# R16-300 change LNB to stacked, how?



## likegadgets (Dec 29, 2005)

I need to changed the LNB type to stacked on a R16-300. 

I tried everything I found searching the forums, Including:

1) Depressing the active and right arrow buttons simultaneously
2) Forcing a firmware update with red button restart and 0 2 4 6 8

Any one knows how to do this. Perhaps getting to the R16 back to set language screen? (can't do that either)

Thanks


----------



## HoTat2 (Nov 16, 2005)

likegadgets said:


> I need to changed the LNB type to stacked on a R16-300.
> 
> I tried everything I found searching the forums, Including:
> 
> ...


Not sure about how to get back to the "set language" screen, but to the other issue the R16 does not have an internal de-stacker like the R-15. If stacking is a must then you're going to need to purchase an external one such as two of the single tuner Sonora D575 (one for each DVR tuner), Or one of their D575D duel de-stackers to support both of the DVR's tuners.

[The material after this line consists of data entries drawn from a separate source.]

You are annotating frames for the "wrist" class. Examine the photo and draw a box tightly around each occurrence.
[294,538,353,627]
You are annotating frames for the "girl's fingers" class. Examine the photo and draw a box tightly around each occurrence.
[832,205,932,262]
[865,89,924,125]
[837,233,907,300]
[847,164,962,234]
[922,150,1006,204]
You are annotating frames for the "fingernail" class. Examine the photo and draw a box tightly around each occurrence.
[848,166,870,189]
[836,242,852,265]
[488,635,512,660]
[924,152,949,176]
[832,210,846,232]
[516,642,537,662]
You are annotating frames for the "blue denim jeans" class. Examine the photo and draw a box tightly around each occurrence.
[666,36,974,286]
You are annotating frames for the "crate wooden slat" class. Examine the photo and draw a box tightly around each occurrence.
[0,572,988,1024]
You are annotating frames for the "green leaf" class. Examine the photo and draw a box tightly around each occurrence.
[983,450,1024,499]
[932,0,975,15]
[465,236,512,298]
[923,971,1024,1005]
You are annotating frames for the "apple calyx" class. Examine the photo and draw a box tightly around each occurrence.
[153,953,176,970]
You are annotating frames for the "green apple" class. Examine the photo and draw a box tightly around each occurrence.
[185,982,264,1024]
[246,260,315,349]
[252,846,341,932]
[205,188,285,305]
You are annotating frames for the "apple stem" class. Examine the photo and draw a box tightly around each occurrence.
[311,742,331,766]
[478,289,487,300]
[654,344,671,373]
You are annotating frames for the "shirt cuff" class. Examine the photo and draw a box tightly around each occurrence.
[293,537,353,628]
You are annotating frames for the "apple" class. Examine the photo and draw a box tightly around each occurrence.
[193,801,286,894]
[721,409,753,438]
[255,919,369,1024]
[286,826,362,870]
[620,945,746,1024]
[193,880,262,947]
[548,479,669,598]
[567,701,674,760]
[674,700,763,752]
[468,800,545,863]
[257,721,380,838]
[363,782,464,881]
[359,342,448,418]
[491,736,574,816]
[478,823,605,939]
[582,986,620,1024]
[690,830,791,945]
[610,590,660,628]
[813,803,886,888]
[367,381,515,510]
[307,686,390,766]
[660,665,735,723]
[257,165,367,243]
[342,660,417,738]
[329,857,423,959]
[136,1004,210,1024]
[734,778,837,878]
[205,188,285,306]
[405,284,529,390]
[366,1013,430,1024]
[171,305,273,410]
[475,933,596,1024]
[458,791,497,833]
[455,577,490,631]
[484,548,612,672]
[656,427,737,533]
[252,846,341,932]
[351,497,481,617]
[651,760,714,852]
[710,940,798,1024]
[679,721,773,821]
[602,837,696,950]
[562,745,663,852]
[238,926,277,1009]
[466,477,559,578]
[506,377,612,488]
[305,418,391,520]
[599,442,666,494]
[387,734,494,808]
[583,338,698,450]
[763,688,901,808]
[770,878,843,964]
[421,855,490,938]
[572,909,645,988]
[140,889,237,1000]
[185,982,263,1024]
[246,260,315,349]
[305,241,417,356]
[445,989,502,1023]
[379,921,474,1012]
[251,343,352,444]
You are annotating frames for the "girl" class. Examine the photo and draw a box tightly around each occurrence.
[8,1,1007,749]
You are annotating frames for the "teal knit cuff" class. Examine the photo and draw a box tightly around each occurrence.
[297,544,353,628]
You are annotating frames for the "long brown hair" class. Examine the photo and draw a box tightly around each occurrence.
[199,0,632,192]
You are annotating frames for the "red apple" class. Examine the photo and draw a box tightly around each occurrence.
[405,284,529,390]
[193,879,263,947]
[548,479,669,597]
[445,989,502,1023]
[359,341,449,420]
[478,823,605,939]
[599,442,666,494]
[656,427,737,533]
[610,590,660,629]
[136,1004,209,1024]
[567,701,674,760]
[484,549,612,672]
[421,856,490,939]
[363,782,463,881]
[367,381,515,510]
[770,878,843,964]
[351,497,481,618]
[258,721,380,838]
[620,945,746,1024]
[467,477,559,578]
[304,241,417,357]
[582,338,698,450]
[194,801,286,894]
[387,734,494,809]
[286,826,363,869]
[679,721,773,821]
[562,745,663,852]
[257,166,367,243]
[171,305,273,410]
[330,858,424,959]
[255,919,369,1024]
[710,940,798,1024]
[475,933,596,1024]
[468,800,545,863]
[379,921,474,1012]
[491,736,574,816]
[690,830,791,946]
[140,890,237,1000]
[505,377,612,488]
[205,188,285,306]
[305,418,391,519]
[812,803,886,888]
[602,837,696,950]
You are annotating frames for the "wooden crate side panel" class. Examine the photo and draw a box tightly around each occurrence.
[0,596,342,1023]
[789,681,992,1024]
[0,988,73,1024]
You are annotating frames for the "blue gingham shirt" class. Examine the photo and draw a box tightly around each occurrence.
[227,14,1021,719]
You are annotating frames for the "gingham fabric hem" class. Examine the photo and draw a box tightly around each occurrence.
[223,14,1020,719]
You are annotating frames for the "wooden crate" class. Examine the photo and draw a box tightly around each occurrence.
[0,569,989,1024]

http://sonorastore.com/stde.html


----------



## likegadgets (Dec 29, 2005)

Thanks for the reply. As it turns out, my R16 does have internal destacking.
The trick was that I had to press active and right arrow buttons simultaneously at the setup screen and by simultaneously I mean exactly at the same time.


----------



## HoTat2 (Nov 16, 2005)

likegadgets said:


> Thanks for the reply. As it turns out, my R16 does have internal destacking.
> The trick was that I had to press active and right arrow buttons simultaneously at the setup screen and by simultaneously I mean exactly at the same time.


Hey, glad to hear it;

And surprised to hear the R16 actually has an internal de-stacker like the R15. While I've had R16s before, I've never needed the frequency de-stacking feature on them so I had to run a forum search on the issue and quickly hit upon ones from he, whom for his own special reasons, has great expertise on these SD-DVRs, "ThomasM,"  , back in 2009 and '10
posted that the R16 had no such capability and I simply went with that answer.

http://www.dbstalk.com/showthread.php?p=2568833#post2568833

http://www.dbstalk.com/showthread.php?p=2237314#post2237314


----------